With agflation, policy has reached a new level of self-parody. Take America's supposedly verdant ethanol subsidies. It is not just that they are supporting a relatively dirty version of ethanol (far better to import Brazil's sugar-based liquor); they are also offsetting older grain subsidies that lowered prices by encouraging overproduction. Intervention multiplies like lies. Now countries such as Russia and Venezuela have imposed price controls—an aid to consumers—to offset America's aid to ethanol producers. Meanwhile, high grain prices are persuading people to clear forests to plant more maize.

Dearer food is a chance to break this dizzying cycle. Higher market prices make it possible to reduce subsidies without hurting incomes. A farm bill is now going through America's Congress. The European Union has promised a root-and-branch review (not yet reform) of its farm-support scheme. The reforms of the past few decades have, in fact, grappled with the rich world's farm programmes—but only timidly. Now comes the chance for politicians to show that they are serious when they say they want to put agriculture right.

Cutting rich-world subsidies and trade barriers would help taxpayers; it could revive the stalled Doha round of world trade talks, boosting the world economy; and, most important, it would directly help many of the world's poor. In terms of economic policy, it is hard to think of a greater good.

Where government help is really needed

Three-quarters of the world's poor live in rural areas.

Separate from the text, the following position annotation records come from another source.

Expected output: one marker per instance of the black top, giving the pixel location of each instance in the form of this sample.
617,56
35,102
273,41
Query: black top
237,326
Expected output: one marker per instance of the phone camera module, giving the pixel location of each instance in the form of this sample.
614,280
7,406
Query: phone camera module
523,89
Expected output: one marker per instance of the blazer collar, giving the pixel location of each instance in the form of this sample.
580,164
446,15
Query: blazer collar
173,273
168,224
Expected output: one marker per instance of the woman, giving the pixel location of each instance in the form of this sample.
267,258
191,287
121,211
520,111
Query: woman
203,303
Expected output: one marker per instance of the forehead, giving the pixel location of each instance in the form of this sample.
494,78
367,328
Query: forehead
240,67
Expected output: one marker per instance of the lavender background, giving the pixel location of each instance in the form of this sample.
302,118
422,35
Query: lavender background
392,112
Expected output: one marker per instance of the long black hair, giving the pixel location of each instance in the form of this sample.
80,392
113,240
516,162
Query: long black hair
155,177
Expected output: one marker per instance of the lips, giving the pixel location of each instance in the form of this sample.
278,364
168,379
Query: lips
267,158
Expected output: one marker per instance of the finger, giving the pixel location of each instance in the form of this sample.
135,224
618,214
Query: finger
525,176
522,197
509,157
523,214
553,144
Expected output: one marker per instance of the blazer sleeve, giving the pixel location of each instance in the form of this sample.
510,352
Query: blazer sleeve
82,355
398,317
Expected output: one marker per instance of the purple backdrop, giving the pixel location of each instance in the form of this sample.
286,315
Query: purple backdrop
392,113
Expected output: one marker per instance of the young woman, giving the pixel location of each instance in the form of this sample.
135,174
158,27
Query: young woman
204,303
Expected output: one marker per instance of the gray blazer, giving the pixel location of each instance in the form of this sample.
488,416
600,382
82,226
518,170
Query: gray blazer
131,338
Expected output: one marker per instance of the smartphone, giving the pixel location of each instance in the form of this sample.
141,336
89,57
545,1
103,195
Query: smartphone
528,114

The depressed world prices created by farm policies over the past few decades have had a devastating effect. There has been a long-term fall in investment in farming and the things that sustain it, such as irrigation. The share of public spending going to agriculture in developing countries has fallen by half since 1980. Poor countries that used to export food now import it.

Reducing subsidies in the West would help reverse this. The World Bank reckons that if you free up agricultural trade, the prices of things poor countries specialise in (like cotton) would rise and developing countries would capture the gains by increasing exports. And because farming accounts for two-thirds of jobs in the poorest countries, it is the most important contributor to the early stages of economic growth. According to the World Bank, the really poor get three times as much extra income from an increase in farm productivity as from the same gain in industry or services. In the long term, thriving farms and open markets provide a secure food supply.

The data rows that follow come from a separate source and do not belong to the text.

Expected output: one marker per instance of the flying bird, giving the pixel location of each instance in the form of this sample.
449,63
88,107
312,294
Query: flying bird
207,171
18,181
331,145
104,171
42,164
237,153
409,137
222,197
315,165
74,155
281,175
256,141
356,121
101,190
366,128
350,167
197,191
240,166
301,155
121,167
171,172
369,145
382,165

However, there is an obvious catch—and one that justifies government help. High prices have a mixed impact on poverty: they hurt anyone who loses more from dear food than he gains from a higher income. And that means over a billion urban consumers (and some landless labourers), many of whom are politically influential in poor countries. Given the speed of this year's food-price rises, governments in emerging markets have no alternative but to try to soften the blow.

Where they can, these governments should subsidise the incomes of the poor, rather than food itself, because that minimises price distortions. Where food subsidies are unavoidable, they should be temporary and targeted on the poor. So far, most government interventions in the poor world have failed these tests: politicians who seem to think cheap food part of the natural order of things have slapped on price controls and export restraints, which hurt farmers and will almost certainly fail.

Over the past few years, a sense has grown that the rich are hogging the world's wealth. In poor countries, widening income inequality takes the form of a gap between city and country: incomes have been rising faster for urban dwellers than for rural ones. If handled properly, dearer food is a once-in-a-generation chance to narrow income disparities and to wean rich farmers from subsidies and help poor ones. The ultimate reward, though, is not merely theirs: it is to make the world richer and fairer.